Imagine a company that looks like the people inside it, and grows in proportion to what they bring.
It could show up as a single venture or a portfolio of them. It could grow into an ecosystem of creators, operators, and investors whose interests are aligned from the beginning instead of negotiated after the fact.
Maybe I’m in the minority – and I’m always okay with that – but I think the A-Corp pushes the horizon line toward a future where ownership can more accurately reflect contribution, where creators and operators each bring a real asset to the table, and share in the upside of what they build together. It’s a whole new way to create.





Great post Andrew. I was unfamiliar with A-Corps and even more, I appreciate your insights around the creativity involved in building revenue systems, frameworks and engines. You put into words what I've felt for sometime, but wasn't able to express as well as you have.
The empty co-founder seat is the whole thing.

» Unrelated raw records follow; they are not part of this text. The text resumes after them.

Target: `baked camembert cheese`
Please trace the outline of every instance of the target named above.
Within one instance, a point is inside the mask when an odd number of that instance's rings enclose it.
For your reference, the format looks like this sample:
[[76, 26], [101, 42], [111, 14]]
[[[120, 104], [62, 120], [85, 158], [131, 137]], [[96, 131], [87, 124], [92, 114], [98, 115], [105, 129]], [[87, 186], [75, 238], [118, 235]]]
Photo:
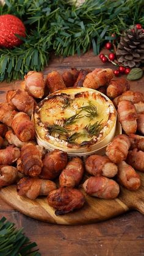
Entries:
[[104, 94], [76, 87], [48, 96], [35, 107], [33, 118], [37, 138], [46, 147], [79, 152], [114, 136], [117, 114]]

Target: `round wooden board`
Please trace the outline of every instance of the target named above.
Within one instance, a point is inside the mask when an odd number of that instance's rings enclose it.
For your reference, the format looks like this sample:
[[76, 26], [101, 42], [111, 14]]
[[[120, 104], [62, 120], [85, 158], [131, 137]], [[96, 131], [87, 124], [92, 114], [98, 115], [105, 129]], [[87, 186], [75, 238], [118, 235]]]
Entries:
[[86, 199], [83, 208], [59, 216], [57, 216], [54, 210], [49, 206], [46, 197], [32, 200], [18, 196], [15, 185], [2, 188], [0, 197], [21, 213], [40, 221], [64, 225], [93, 223], [120, 215], [132, 208], [137, 209], [144, 214], [144, 174], [140, 175], [142, 185], [138, 191], [129, 191], [121, 187], [118, 198], [103, 200], [89, 197], [82, 190]]

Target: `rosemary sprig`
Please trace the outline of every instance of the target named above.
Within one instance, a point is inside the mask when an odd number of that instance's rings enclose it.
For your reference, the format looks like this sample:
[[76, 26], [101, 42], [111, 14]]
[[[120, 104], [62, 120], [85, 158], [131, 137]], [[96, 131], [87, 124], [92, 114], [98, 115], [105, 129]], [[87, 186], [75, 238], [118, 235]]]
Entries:
[[37, 244], [31, 243], [23, 231], [23, 228], [17, 230], [15, 224], [7, 221], [4, 217], [0, 220], [0, 255], [41, 255], [38, 249], [35, 249]]
[[74, 133], [67, 138], [67, 141], [69, 143], [74, 143], [76, 140], [82, 135], [82, 133]]
[[63, 105], [62, 109], [64, 109], [70, 106], [70, 100], [68, 98], [63, 98]]
[[76, 123], [77, 119], [79, 119], [83, 117], [84, 115], [80, 115], [79, 113], [76, 114], [75, 115], [73, 115], [71, 117], [66, 119], [65, 122], [65, 125], [72, 125], [73, 123]]
[[81, 111], [84, 110], [88, 113], [85, 115], [85, 117], [90, 118], [90, 120], [98, 115], [96, 107], [90, 101], [88, 103], [88, 105], [84, 106], [84, 107], [81, 107], [80, 108]]
[[68, 133], [67, 129], [58, 125], [49, 125], [48, 129], [50, 134], [52, 133], [58, 133], [59, 134], [65, 134]]
[[90, 123], [85, 126], [84, 130], [92, 136], [98, 135], [103, 127], [102, 121], [96, 121], [93, 125]]

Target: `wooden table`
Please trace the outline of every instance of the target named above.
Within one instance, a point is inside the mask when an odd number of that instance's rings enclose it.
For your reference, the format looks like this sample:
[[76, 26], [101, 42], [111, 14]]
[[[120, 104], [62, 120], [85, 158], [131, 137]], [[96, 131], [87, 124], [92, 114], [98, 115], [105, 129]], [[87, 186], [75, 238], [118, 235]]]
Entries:
[[[106, 52], [106, 51], [103, 51]], [[48, 72], [75, 67], [77, 68], [115, 67], [103, 64], [90, 51], [81, 57], [54, 58], [44, 70]], [[0, 101], [5, 101], [5, 92], [17, 88], [20, 81], [0, 84]], [[144, 93], [144, 78], [131, 82], [131, 89]], [[135, 211], [103, 222], [79, 226], [49, 224], [26, 217], [0, 199], [0, 218], [5, 216], [23, 227], [26, 235], [36, 241], [43, 256], [140, 256], [144, 255], [144, 217]]]

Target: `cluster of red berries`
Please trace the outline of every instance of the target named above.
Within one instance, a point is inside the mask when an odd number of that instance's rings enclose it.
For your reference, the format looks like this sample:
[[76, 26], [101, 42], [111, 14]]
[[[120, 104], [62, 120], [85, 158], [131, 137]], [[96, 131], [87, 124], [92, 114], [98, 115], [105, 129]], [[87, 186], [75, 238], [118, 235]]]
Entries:
[[[107, 45], [108, 43], [107, 43], [106, 45]], [[115, 55], [114, 53], [110, 53], [109, 54], [108, 57], [106, 56], [104, 54], [103, 54], [103, 53], [101, 53], [101, 54], [99, 54], [99, 59], [101, 60], [101, 61], [104, 63], [106, 62], [108, 60], [113, 61], [115, 59]], [[115, 74], [116, 76], [118, 76], [120, 75], [120, 73], [121, 73], [121, 74], [125, 73], [128, 75], [130, 72], [130, 71], [131, 71], [131, 68], [125, 68], [123, 66], [119, 66], [118, 70], [113, 70], [113, 73]]]
[[[142, 26], [141, 25], [141, 24], [137, 24], [135, 26], [137, 29], [142, 29]], [[143, 32], [144, 32], [144, 29], [143, 29]], [[111, 37], [114, 38], [115, 37], [115, 35], [114, 34], [112, 34], [111, 35]], [[114, 40], [113, 40], [113, 42], [114, 42]], [[112, 43], [110, 42], [108, 42], [106, 44], [105, 48], [107, 49], [112, 49], [113, 48]], [[101, 54], [99, 54], [99, 57], [103, 63], [107, 62], [107, 61], [110, 61], [112, 63], [113, 63], [114, 65], [117, 65], [115, 62], [113, 62], [113, 60], [115, 60], [116, 59], [115, 54], [113, 53], [110, 53], [108, 56], [107, 55], [104, 55], [103, 53], [101, 53]], [[113, 73], [115, 74], [116, 76], [118, 76], [120, 75], [120, 73], [121, 73], [121, 74], [124, 73], [126, 75], [128, 75], [130, 72], [130, 71], [131, 71], [131, 68], [125, 68], [123, 66], [119, 66], [118, 70], [113, 70]]]

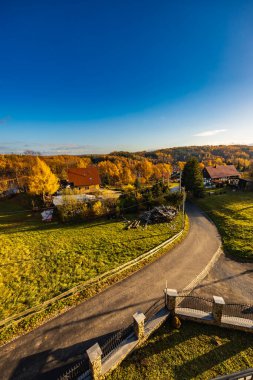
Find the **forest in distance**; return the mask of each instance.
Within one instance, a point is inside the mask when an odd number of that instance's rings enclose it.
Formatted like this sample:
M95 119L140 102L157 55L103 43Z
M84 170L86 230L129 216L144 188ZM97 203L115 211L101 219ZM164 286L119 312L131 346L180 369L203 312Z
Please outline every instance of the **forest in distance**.
M102 183L121 186L134 184L136 178L143 184L168 178L173 171L184 167L190 157L196 157L201 165L233 164L247 177L253 172L253 146L218 145L187 146L142 152L117 151L109 154L43 156L39 152L0 155L0 190L4 190L9 179L17 178L22 185L29 176L36 156L50 167L59 178L66 179L67 169L97 165Z

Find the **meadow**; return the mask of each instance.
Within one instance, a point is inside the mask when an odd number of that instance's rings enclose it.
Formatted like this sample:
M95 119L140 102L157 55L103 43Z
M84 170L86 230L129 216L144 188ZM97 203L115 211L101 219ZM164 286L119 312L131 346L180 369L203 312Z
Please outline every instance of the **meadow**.
M147 252L181 228L173 223L125 230L121 220L43 224L17 199L0 201L0 319Z
M222 236L225 252L240 260L253 260L253 192L213 194L198 200Z
M253 336L190 321L166 322L108 380L209 380L253 367Z

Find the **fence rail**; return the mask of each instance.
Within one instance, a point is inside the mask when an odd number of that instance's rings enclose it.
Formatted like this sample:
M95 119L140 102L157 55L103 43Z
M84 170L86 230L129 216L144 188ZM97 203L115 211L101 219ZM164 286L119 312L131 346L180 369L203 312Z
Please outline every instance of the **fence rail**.
M253 380L253 368L231 373L230 375L215 377L213 380Z
M122 264L122 265L118 266L117 268L114 268L114 269L107 271L107 272L105 272L99 276L96 276L90 280L87 280L87 281L85 281L79 285L76 285L73 288L67 290L66 292L63 292L63 293L59 294L58 296L53 297L50 300L43 302L40 305L29 308L23 312L12 315L12 316L0 321L0 329L5 327L6 325L10 325L13 322L16 322L16 323L21 322L24 318L26 318L28 316L32 316L32 315L35 315L35 314L37 314L43 310L46 310L50 305L52 305L56 301L66 299L70 296L73 296L73 295L79 293L79 292L82 292L86 288L88 288L89 286L96 285L103 280L109 279L110 277L117 275L117 274L123 272L124 270L127 270L127 269L133 267L136 264L139 264L140 262L142 262L146 259L149 259L155 253L157 253L160 249L166 247L168 244L170 244L170 243L174 242L176 239L178 239L183 234L183 231L184 230L181 230L180 232L178 232L177 234L175 234L171 238L165 240L163 243L156 246L155 248L153 248L150 251L138 256L136 259L128 261L127 263Z
M176 307L183 309L192 309L196 311L200 310L205 313L211 313L213 307L213 300L191 295L180 295L177 296Z
M169 289L170 293L165 292L165 297L159 297L155 303L153 303L144 313L146 319L145 324L148 322L151 322L152 319L155 317L157 318L158 314L165 310L164 305L166 304L166 307L169 308L172 304L168 303L168 297L175 298L175 311L176 314L178 312L178 315L182 316L180 314L180 309L184 312L184 315L187 315L185 313L185 309L189 309L190 316L192 317L192 313L194 311L196 314L199 311L205 312L210 314L210 316L213 318L213 323L215 324L217 321L214 318L214 306L216 305L217 300L215 298L205 298L200 297L199 295L188 294L187 292L180 292L177 293L176 290ZM170 312L171 309L169 308ZM222 318L233 318L233 320L236 322L236 319L238 319L238 322L241 320L241 318L244 319L250 319L253 320L253 305L243 305L243 304L223 304L223 310L222 310ZM199 313L198 313L199 314ZM167 314L168 315L168 314ZM173 315L173 314L172 314ZM195 316L193 316L195 318ZM198 317L199 318L199 315ZM196 319L196 318L195 318ZM226 321L224 321L226 322ZM239 326L239 323L238 323ZM238 327L237 326L237 327ZM136 334L136 331L134 331L133 324L128 325L127 327L117 331L115 334L113 334L102 346L102 355L101 355L101 363L104 365L109 357L115 352L115 350L119 349L119 347L123 344L127 344L127 338L132 337L132 334ZM137 338L138 339L138 338ZM86 359L85 359L86 360ZM85 376L88 373L87 370L88 360L86 360L86 364L84 365L84 360L82 360L80 363L75 364L70 368L63 376L61 376L58 380L77 380L79 379L85 379ZM85 370L86 369L86 372ZM80 377L81 376L81 377ZM231 375L225 375L221 377L217 377L213 380L253 380L253 369L245 370L242 372L234 373Z
M164 297L160 297L154 304L152 304L146 311L146 321L152 319L156 313L161 310L164 306ZM113 334L102 346L102 363L105 362L113 352L134 332L133 324L131 323L125 328L117 331ZM89 368L88 357L85 356L83 360L72 365L63 375L61 375L58 380L76 380L79 376L83 375L82 378L85 377L85 374Z

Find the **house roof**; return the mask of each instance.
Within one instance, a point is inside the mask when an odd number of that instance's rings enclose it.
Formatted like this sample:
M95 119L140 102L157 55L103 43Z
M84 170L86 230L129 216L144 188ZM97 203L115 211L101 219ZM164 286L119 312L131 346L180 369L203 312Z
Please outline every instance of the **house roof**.
M101 184L96 166L68 169L68 181L73 182L74 186L92 186Z
M234 176L240 177L240 173L236 170L234 165L206 166L205 169L211 178L223 178Z

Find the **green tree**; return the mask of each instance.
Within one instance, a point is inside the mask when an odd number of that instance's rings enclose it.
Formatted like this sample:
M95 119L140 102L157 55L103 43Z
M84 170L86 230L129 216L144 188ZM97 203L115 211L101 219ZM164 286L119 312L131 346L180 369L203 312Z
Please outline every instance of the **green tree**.
M46 201L47 195L54 194L59 188L56 175L53 174L50 167L38 157L36 158L28 180L28 188L31 194L42 196L44 202Z
M186 162L182 173L182 185L195 197L203 196L203 175L196 157L192 157Z

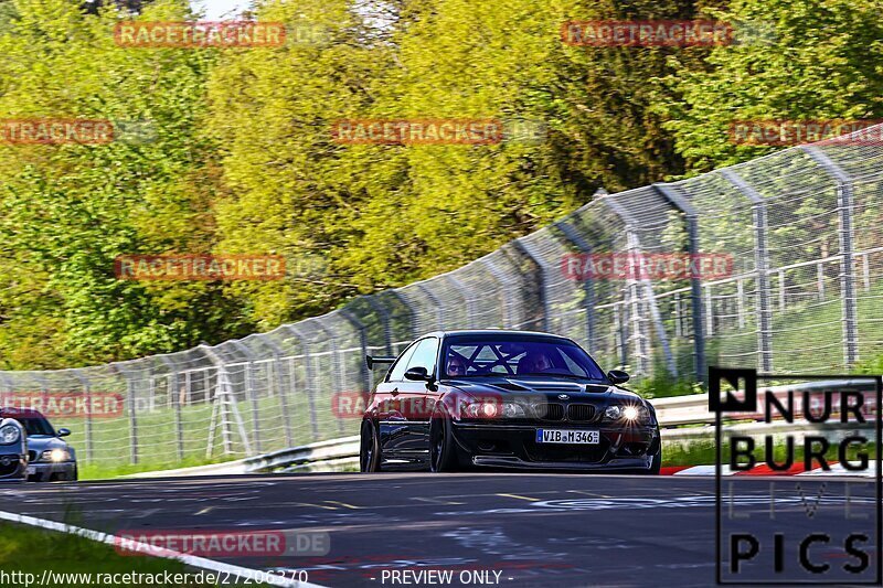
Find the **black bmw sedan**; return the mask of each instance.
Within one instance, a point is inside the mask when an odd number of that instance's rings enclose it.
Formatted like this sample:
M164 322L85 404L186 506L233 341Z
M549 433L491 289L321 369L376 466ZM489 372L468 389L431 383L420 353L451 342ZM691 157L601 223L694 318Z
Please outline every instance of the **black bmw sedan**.
M653 407L563 336L429 333L391 363L366 404L361 470L492 467L658 473Z

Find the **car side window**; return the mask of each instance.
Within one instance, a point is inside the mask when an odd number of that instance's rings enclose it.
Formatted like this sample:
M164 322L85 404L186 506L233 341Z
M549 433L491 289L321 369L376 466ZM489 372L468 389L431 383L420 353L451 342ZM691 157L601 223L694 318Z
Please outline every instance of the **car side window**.
M405 371L407 370L407 362L411 360L411 356L414 354L414 350L417 349L419 342L412 343L409 348L407 348L404 353L398 357L398 360L393 364L390 368L390 375L386 377L386 382L402 382L405 379Z
M407 368L425 367L427 373L434 374L436 357L438 357L438 339L427 336L417 343L414 355L412 355L411 361L407 362Z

AI made it possible for one person to build the product. It did nothing for the other half of the work. Pricing. Pipeline. The system that turns a good product into a company that survives.
That gap is where most solo founders stall. The A-Corp just gives firms like ours a clean way to sit in that seat as an owner instead of a vendor.
Building the thing and building the revenue engine are both acts of making. Nice to see a legal structure that finally agrees.